The Firemen’s Memorial at West 100th Street, designed by H. Van Buren Magonigle and sculpted in 1912 by Attilio Piccirilli, is a large marble slab surrounded by an approach of steps, two balustrades and allegorical figures representing Sacrifice (shown as a woman embracing the body of her dead husband) and Duty (shown as a mother standing by a fire hydrant, holding a fireman’s coat and hat and embracing a child). The slab supports a bas-relief of a fire chariot pulled by three galloping horses.
Sacrifice and Duty
We have monuments to ten men and one woman on horseback in New York, but only one monument to the horses themselves. A bronze memorial to the horses that pulled fire wagons is embedded in the walkway at the top of the steps.

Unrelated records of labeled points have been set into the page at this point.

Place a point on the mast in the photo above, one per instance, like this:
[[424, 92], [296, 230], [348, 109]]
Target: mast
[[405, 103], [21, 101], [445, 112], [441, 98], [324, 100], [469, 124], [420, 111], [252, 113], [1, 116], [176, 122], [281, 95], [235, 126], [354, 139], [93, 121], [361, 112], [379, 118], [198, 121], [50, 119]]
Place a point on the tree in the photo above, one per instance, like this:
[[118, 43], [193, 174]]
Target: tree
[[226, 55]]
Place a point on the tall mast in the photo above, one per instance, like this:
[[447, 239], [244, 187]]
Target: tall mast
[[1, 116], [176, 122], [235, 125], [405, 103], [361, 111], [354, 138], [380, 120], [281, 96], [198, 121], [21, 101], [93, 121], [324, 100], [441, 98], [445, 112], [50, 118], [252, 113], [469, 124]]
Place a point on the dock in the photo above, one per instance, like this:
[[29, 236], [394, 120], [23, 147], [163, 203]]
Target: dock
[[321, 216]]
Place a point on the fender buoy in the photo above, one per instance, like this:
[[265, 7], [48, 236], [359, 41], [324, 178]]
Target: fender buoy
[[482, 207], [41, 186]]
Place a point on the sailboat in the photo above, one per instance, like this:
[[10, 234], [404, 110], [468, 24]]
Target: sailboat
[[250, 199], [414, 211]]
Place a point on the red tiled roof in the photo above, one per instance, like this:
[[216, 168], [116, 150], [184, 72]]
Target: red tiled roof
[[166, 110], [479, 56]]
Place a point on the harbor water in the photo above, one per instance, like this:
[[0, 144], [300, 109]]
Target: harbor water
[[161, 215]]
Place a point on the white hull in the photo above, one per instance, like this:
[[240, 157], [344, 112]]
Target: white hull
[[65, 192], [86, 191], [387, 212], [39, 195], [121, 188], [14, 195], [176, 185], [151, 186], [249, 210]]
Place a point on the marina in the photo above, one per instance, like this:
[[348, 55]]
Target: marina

Attilio Piccirilli was the foremost artisan in the famed Piccirilli sculpting family, which set up shop after the Piccirilli brothers immigrated from Italy in 1888 (he executed the Daniel French portrait of Lincoln at the Memorial) and he was on good terms with Enrico Caruso, Fiorello LaGuardia, and John D. Rockefeller. No less than three Presidents, Teddy Roosevelt, William Howard Taft and Woodrow Wilson, paid a call to the Piccirilli Studios, which used to be in the Bronx’ Mott Haven.